The proxy statement for the election of DOMA’s slate of director nominees has been filed with the Securities and Exchange Commission, and the investment firm advises all shareholders to review it for important information once available. For deeper insights into Pacira’s financial health, valuation, and growth prospects, investors can access the comprehensive Pro Research Report available exclusively on InvestingPro, which includes detailed analysis of the company’s fundamentals and future potential.
This article is based on a press release statement from DOMA Perpetual Capital Management LLC.
In other recent news, Pacira Pharmaceuticals reported its fourth-quarter 2024 earnings, surpassing analyst expectations with an earnings per share (EPS) of $0.91 compared to the forecasted $0.79. The company also exceeded revenue forecasts, reporting $187.3 million against the anticipated $180.22 million. Pacira has set its 2025 revenue guidance between $725 million and $765 million, aligning with analysts’ expectations. Notably, Pacira completed the acquisition of the remaining 81% stake in GQ Bio for $32 million, supporting its strategic "5x30" initiative.

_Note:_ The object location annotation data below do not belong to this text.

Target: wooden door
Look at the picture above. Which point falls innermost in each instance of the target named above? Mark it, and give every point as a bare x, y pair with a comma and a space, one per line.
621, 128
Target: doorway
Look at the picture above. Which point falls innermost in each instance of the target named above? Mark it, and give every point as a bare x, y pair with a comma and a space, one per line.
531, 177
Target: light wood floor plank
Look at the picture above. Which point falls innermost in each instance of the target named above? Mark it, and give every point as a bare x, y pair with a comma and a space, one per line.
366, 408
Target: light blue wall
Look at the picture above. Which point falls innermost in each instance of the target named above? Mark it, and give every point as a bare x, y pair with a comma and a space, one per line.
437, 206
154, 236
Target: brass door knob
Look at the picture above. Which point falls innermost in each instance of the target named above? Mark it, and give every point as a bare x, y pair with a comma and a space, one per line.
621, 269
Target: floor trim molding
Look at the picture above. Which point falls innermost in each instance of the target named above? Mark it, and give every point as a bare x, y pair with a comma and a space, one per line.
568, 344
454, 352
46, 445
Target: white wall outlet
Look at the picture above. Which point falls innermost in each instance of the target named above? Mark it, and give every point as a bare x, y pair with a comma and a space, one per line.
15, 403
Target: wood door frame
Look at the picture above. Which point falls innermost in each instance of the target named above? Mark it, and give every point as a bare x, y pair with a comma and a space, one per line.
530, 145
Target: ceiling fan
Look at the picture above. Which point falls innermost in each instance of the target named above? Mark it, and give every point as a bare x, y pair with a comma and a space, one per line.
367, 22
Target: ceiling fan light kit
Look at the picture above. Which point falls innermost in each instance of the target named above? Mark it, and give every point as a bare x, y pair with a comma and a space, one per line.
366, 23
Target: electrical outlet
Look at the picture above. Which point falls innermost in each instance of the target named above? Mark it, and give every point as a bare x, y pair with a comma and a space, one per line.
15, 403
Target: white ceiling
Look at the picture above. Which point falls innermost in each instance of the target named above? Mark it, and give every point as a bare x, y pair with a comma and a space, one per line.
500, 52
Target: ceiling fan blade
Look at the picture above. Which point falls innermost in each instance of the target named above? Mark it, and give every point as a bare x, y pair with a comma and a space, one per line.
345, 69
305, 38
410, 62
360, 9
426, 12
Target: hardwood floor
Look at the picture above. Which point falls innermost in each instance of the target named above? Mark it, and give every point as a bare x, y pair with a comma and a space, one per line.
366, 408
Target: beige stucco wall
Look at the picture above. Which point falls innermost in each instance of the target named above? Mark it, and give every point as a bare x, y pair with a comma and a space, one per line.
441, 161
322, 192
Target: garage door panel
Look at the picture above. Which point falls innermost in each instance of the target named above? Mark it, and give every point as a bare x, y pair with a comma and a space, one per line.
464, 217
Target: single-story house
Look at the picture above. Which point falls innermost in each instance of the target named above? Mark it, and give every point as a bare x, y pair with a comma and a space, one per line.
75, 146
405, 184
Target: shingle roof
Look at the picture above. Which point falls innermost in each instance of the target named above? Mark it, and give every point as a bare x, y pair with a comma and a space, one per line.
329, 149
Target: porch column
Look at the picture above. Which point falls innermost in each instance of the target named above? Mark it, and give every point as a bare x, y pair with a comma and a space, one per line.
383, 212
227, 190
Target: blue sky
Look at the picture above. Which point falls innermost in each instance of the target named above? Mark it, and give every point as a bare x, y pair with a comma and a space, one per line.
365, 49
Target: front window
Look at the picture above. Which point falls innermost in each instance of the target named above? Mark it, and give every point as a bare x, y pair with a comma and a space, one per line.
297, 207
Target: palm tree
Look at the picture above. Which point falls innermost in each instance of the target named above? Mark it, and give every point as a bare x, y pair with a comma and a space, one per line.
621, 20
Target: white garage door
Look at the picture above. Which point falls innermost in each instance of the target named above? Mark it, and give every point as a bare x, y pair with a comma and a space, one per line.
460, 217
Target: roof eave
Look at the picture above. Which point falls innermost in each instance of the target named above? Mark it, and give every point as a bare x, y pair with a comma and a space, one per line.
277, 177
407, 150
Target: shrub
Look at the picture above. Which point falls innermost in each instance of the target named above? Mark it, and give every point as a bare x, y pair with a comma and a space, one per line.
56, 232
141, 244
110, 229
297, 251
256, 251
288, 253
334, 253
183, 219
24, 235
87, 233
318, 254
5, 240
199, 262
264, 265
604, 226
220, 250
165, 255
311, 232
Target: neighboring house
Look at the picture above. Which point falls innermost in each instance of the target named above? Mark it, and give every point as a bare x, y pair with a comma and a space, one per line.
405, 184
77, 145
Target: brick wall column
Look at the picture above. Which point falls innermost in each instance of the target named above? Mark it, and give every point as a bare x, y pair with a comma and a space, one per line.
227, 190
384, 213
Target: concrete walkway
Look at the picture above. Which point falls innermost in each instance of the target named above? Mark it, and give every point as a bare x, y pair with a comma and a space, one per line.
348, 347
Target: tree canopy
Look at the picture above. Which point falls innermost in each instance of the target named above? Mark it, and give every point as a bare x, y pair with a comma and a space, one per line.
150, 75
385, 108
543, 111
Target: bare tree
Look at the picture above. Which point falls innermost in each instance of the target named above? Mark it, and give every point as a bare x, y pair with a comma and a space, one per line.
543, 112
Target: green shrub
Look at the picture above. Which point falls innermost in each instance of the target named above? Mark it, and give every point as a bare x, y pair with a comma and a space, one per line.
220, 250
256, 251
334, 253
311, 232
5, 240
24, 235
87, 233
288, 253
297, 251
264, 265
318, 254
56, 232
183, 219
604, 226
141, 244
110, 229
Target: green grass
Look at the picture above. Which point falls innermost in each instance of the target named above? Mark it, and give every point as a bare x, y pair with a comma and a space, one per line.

Analyst firms have responded to these developments with positive adjustments. Needham reaffirmed its buy rating on Pacira and raised the stock price target to $32, citing the company’s strategic moves and positive outlook for 2025. Similarly, H.C. Wainwright increased the price target to $48, emphasizing the conservative nature of Pacira’s 2025 revenue guidance and the positive developments surrounding its drug Exparel. The analyst from H.C. Wainwright projected a 10.6% revenue increase for 2025, highlighting the potential for greater adoption of Exparel due to the NOPAIN Act.
Pacira’s flagship product, Exparel, saw sales increase to $147.7 million in Q4 2024, up from $143.9 million in the same quarter the previous year. The company anticipates further growth driven by strategic initiatives like the NOPAIN program, which aims to reduce opioid use by promoting non-opioid pain management alternatives. The recent acquisition of GQ Bio is expected to eliminate future milestone payments and complement Pacira’s pipeline, aligning with its long-term growth strategy.